Veronique Harris, Reflections of the Goddess
Oshun, the goddess of the sweet waters, is the protective deity of the river Oshun in Nigeria. She is an Orisha, a deity of the pantheon of the Yoruba people of West Africa. The Yoruba have rich, vibrant and captivating religious beliefs that are contained in a system called Ifa. The Ifa is a body of philosophical ideas expressed through myths of origin, moral and ethical beliefs, and understandings of the cosmos. In this system, the Supreme being is Olorun, the creator of the universe. Olurun is called by several other names including Olodumare, “The Almighty”. The lesser deities, or Orishas, complete the task of creation.
In the Yoruba tradition, Oshun is said to be a favorites of Olodumare, because of her beauty. Like all Orishas, Oshun has many attributes, and is the Orisha of sensuality and female empowerment. She is the protector of orphans, and governs fertility and divination. Oshun exemplifies beauty, love and wealth. Oshun represents the perpetual renewing source of life, and like the elemental power of water, she makes life possible. Oshun carries a mirror not because she is vain, but because she represents our own divine self-image. It is our self-image that determines how we each engage the world, and our successes and failures.
The Odu Ifa, which is the sacred text of the Ifa tradition, teaches equality of the sexes and affirms the essential partnership of women and men in the world.
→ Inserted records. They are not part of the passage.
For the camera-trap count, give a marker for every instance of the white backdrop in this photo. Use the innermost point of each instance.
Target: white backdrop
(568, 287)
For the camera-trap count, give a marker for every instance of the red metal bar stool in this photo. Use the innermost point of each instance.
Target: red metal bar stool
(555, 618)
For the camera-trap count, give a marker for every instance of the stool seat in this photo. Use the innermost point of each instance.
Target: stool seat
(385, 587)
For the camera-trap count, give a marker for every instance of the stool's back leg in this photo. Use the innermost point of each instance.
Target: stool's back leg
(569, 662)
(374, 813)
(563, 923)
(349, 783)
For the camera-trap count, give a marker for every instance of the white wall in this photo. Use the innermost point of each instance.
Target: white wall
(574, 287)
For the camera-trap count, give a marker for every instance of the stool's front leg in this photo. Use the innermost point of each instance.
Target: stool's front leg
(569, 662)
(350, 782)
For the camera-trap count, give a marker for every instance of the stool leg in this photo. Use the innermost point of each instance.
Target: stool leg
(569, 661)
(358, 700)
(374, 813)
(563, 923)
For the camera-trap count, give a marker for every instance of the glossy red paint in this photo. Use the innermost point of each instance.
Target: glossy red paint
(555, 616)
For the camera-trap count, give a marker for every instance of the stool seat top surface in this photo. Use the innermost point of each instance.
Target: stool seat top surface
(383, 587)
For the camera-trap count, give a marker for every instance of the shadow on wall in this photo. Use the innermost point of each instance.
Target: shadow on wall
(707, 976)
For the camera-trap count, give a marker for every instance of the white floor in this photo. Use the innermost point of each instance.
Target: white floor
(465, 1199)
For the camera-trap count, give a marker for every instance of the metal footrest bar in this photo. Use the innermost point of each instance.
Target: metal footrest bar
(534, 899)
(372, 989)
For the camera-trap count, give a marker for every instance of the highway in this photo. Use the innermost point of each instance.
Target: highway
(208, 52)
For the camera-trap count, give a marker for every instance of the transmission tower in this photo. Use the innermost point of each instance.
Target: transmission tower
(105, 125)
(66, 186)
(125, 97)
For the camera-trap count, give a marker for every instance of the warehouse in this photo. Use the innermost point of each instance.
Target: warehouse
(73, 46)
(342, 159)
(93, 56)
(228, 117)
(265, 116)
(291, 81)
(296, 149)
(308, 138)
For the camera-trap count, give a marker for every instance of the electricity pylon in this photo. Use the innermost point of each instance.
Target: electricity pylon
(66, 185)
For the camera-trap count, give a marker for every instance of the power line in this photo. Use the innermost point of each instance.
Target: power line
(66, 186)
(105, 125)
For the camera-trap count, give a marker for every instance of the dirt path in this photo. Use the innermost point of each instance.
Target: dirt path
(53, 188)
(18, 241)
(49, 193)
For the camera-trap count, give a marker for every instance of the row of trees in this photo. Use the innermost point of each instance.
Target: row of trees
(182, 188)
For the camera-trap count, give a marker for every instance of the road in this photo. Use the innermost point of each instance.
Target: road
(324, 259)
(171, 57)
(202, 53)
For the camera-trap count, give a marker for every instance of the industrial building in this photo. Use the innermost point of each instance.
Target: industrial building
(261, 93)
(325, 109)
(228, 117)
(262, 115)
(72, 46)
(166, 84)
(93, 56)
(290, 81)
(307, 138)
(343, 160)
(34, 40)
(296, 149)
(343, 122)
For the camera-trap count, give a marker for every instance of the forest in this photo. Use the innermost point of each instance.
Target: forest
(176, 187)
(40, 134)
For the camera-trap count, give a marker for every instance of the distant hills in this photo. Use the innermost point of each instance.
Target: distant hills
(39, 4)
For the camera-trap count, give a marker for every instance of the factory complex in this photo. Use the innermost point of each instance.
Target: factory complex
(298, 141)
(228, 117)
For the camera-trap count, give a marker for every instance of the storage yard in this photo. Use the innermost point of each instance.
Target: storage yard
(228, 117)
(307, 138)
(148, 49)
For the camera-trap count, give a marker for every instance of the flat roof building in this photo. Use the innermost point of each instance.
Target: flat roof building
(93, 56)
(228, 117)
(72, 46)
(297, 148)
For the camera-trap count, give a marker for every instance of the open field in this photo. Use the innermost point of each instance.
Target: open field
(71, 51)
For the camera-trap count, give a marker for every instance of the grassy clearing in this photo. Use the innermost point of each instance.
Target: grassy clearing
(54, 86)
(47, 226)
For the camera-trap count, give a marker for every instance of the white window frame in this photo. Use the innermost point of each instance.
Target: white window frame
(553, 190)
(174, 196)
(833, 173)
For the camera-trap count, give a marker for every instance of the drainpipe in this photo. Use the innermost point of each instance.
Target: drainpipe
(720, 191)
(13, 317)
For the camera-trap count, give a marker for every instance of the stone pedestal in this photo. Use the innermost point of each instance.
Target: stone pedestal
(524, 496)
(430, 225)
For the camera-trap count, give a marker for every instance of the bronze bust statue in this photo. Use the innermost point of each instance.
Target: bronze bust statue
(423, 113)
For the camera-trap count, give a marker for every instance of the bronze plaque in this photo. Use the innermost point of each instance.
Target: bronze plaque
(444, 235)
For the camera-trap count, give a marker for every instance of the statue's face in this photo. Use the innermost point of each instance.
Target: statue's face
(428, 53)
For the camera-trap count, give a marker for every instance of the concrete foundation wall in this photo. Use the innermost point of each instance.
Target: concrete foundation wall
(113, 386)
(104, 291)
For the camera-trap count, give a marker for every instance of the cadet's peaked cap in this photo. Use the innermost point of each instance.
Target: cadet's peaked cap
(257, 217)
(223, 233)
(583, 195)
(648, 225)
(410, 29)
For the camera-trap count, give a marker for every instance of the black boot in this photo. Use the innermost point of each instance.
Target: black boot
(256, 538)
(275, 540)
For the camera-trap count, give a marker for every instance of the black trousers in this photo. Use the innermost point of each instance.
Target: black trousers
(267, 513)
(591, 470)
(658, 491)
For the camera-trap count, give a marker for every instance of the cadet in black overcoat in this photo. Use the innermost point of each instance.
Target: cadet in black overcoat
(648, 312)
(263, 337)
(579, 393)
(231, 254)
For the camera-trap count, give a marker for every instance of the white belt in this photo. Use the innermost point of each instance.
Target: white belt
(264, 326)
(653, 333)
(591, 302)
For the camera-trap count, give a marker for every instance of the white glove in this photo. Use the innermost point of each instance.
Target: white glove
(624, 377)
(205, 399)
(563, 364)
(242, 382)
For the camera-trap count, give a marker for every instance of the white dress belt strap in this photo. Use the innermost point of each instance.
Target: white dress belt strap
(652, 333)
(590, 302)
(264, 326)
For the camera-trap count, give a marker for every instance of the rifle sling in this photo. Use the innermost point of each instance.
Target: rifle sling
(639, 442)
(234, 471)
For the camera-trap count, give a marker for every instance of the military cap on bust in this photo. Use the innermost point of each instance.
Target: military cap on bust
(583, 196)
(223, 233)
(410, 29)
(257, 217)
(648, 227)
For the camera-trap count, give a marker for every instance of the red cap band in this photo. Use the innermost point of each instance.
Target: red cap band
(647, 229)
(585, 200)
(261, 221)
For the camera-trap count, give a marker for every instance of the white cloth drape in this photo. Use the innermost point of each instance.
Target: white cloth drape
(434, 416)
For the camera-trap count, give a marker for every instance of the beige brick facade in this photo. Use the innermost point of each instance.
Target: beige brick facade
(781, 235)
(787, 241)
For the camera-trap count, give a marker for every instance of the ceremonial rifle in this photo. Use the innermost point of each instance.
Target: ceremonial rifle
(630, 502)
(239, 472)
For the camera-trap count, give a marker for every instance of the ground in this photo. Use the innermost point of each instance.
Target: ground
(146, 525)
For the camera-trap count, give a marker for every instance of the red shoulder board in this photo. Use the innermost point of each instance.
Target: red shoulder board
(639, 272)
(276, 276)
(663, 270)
It says that Olodumare gave women the power and authority so that in order to be successful in anything they do, men must do it with women. Per the text, people should always respect women greatly for the world to be in right order. This teaching is reaffirmed in the story of creation where Olodumare sent 17 Orishas, to make the world good. The 16 male Orishas failed in their assignment because they did not respect nor include Oshun, the only female Orisha in the group. When they returned to heaven to report their failure, Olodumare asked two questions: “Where is the woman among you?” and “Did you give her due respect?” Olodumare instructed them to apologize to Oshun. Oshun accepted their apology and with her help all of their works succeeded. This lesson is relevant and sorely needed in our chaotic world today.
Reflections of the Goddess
Clay, underglazes and glazes, on wood base 39cm x 39cm wide by 44cm tall €1615 + 10% IVA
Veronique is a self taught artist and continual learner working out of her home studio. She began her artistic adventures early in life by experimenting with pencil, charcoal and pastels, later adding photography to her list of creative endeavors. In 2012, she discovered ceramics, and took many workshops and classes to improve and expand her knowledge and skill.
Being of multi-ethnic descent and having lived in several countries, Veronique is keenly aware of and values cultural differences. Yet, the primary focus of her work is the expression and celebration of our common connections. Veronique finds inspiration in her observations of and experiences with people, animals and nature. She is intrigued by the narrative of everyday life and how we each respond in individually unique ways depending on culture, family background, and world view.
Veronique uses clay as an ideal canvas to convey and express her experiences. She is empowered to safely explore and push the boundaries of self discovery. Those explorations into our human nature inform the stories shared through each piece. Veronique’s work represent the unique social and spiritual connections we all share and articulate the eternal nature of our beings.